The sales are mostly organised as a multi-stage bidding process. However, due to the complexity of portfolio deals, potential buyers are often granted exclusivity earlier than in the case of individual properties. Then the due diligence costs for portfolios pose a risk factor for the buyer.

 

Challenge for asset managers

The buyer should already select an asset manager during the course of the due diligence and the development of the business case, in order to best profit from their know-how, and to ensure a common commitment to the business case.
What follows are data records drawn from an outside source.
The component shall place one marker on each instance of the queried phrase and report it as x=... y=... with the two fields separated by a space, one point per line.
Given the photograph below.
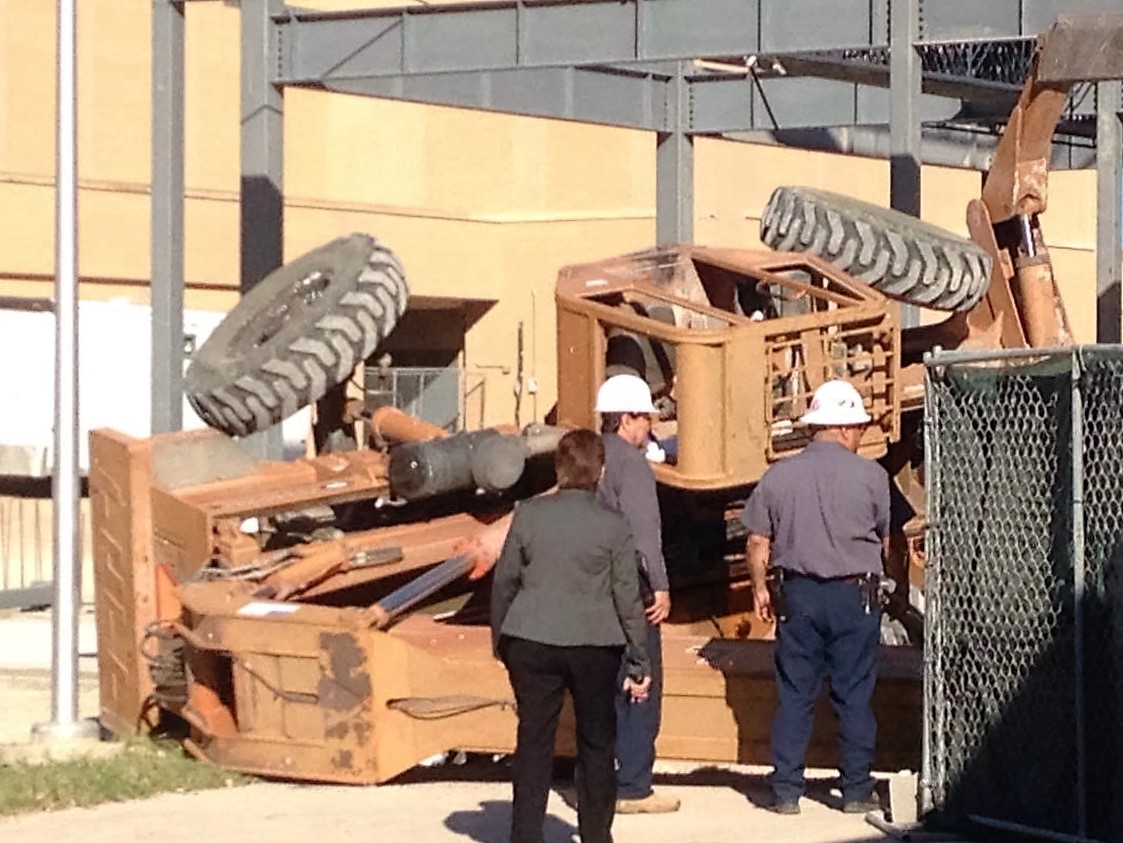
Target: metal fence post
x=1078 y=590
x=931 y=604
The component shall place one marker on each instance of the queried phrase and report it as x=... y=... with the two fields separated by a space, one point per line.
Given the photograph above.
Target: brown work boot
x=651 y=804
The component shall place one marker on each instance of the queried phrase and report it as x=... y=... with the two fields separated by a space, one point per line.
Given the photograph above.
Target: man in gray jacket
x=565 y=602
x=626 y=408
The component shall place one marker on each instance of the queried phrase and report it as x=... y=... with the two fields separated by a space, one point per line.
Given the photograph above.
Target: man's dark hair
x=578 y=459
x=610 y=422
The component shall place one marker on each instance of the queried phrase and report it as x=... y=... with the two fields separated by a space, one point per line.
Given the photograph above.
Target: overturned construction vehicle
x=325 y=619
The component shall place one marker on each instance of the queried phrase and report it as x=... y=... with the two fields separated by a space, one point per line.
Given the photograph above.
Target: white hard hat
x=836 y=404
x=624 y=394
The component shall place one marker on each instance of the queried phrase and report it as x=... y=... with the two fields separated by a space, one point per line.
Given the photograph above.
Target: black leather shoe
x=786 y=807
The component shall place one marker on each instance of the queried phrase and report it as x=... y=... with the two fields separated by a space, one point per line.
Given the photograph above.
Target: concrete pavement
x=447 y=803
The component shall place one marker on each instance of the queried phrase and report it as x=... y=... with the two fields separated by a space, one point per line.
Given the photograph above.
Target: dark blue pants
x=638 y=726
x=827 y=633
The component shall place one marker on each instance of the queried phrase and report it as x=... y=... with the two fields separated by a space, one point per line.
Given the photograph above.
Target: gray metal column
x=904 y=118
x=262 y=161
x=262 y=144
x=167 y=192
x=674 y=167
x=1108 y=211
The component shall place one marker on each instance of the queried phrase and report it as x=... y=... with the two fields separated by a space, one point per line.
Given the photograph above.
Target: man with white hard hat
x=628 y=486
x=818 y=524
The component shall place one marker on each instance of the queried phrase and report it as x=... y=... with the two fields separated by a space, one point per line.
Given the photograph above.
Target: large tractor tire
x=300 y=331
x=896 y=254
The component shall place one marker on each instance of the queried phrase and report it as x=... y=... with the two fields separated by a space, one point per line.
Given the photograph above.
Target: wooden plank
x=125 y=595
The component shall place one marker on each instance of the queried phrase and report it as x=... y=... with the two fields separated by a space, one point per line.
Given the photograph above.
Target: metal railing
x=449 y=397
x=1023 y=680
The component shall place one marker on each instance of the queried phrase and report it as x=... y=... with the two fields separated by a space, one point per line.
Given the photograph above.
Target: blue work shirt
x=628 y=487
x=825 y=511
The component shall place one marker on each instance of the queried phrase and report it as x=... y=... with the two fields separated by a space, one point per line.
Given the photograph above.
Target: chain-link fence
x=1024 y=589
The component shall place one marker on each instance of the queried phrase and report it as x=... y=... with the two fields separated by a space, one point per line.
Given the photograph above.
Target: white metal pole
x=65 y=473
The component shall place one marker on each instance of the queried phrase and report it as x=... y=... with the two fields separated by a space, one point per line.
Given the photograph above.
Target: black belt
x=856 y=578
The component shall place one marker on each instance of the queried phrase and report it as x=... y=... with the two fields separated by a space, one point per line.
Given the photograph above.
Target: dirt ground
x=455 y=803
x=450 y=803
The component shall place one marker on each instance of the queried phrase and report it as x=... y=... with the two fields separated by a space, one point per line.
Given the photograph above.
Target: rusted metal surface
x=1084 y=47
x=751 y=336
x=322 y=699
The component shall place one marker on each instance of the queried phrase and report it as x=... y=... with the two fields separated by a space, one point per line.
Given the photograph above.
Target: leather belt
x=855 y=578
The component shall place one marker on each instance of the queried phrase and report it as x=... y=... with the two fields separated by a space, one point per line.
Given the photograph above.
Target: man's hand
x=761 y=603
x=659 y=608
x=638 y=689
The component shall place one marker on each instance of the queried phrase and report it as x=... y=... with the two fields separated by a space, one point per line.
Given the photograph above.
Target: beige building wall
x=478 y=207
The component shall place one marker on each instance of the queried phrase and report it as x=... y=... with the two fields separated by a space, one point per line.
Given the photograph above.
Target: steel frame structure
x=772 y=71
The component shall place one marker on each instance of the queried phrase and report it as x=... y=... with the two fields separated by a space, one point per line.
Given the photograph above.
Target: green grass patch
x=142 y=769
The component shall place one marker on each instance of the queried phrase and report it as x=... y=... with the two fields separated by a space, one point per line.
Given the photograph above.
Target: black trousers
x=540 y=675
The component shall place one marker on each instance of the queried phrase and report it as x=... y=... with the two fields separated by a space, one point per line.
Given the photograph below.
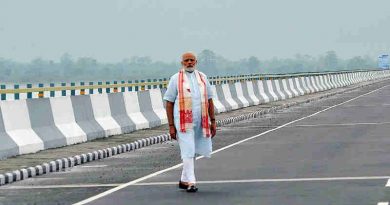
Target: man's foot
x=183 y=185
x=192 y=188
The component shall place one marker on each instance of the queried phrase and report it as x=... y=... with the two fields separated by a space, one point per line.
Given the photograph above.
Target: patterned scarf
x=185 y=102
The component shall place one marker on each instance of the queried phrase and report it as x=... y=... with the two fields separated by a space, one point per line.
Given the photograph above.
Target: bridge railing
x=41 y=90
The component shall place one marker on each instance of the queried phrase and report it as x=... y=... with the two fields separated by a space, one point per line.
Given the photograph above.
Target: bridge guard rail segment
x=31 y=125
x=47 y=90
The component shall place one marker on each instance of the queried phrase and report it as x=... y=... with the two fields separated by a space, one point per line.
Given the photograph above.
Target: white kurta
x=192 y=141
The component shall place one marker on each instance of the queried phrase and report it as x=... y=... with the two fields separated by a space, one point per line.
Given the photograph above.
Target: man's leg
x=188 y=173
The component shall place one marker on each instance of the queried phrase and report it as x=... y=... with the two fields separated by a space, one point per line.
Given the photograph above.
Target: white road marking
x=216 y=151
x=94 y=166
x=60 y=186
x=270 y=180
x=344 y=124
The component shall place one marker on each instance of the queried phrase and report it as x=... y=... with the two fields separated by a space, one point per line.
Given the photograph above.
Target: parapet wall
x=31 y=125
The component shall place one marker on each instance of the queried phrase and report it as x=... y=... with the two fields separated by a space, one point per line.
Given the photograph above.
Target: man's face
x=188 y=60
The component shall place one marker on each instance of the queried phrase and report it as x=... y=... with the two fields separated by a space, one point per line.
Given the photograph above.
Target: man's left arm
x=213 y=126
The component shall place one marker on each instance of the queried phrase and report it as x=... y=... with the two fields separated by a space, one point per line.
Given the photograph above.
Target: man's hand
x=213 y=129
x=172 y=132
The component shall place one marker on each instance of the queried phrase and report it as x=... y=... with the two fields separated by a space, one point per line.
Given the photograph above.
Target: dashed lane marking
x=60 y=186
x=271 y=180
x=343 y=124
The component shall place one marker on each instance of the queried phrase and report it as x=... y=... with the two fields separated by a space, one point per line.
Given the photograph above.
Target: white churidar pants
x=188 y=173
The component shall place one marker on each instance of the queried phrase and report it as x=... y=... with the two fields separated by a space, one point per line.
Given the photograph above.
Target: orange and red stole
x=185 y=102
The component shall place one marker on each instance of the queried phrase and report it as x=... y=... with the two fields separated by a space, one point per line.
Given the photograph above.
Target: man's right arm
x=172 y=129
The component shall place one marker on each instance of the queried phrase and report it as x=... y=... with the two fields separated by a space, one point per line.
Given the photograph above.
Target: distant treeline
x=68 y=69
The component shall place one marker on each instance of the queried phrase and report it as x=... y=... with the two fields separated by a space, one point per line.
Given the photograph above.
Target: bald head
x=188 y=54
x=188 y=60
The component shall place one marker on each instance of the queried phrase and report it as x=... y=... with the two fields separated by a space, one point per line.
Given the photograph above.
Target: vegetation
x=68 y=69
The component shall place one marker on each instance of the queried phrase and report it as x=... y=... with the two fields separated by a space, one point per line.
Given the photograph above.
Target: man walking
x=191 y=118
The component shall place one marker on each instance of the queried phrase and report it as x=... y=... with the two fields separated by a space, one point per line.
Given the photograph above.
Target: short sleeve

A further advantage of this early involvement is the preparation of a rapid handover of the portfolio, and the speedy implementation of the required measures.

 

Fundamentally, the service provider must be able to successfully manage a diversified portfolio, with regard to the structure of the portfolio, regional distribution or type of use. Especially in the case of non-core transactions, this represents a major challenge.

 

In the course of the acquisition of the portfolio, transferring the property data into its own database, and if necessary collecting any missing information, i.e. the improving data quality, is the first important investment. It is also important to incorporate the results of the due diligence, and in further proceedings to clean up risks from the purchase contract, if possible, or at least to keep an eye on them.

 

The focus from the first day onwards is on quick wins. The faster the asset manager gets to work, the more successful the transaction can become. Naturally, the duties of the asset manager also include helping optimise the strategic course of the owner. The work on the properties in the portfolio is influenced by the question of the future of the inventory: should the portfolio be retained, should it be sold as a whole or the properties sold individually, or do the owners even plan to restructure the portfolio by acquiring further properties? Is the goal sustainable yields, or a short-term increase in value and resale? All this has an influence on the objectives and the approach of the asset management. Accordingly, it is decided where and to what extent the asset manager’s tool kit is utilised, from facelifts to refurbishments right through to repositioning of individual properties.

 

From the outside, it is not always easy to assess whether or not a portfolio transfer was successful. For example, if a portfolio changes hands relatively quickly for a second time, this can also simply be due to a fast exit on the basis of an attractive, increased portfolio price. Irrespective of this, experience has taught us that as a rule, the success of a transaction is achieved with the last third of the properties. The quick wins ensure a solid start, but the real success comes with the last properties, with which the asset management can prove themselves. Here, the quality of the asset management determines the economic success or failure of a portfolio deal. Specialists are required - in particular for difficult real estate - who have the experience and know-how to fulfil the value enhancement potential, even under such conditions.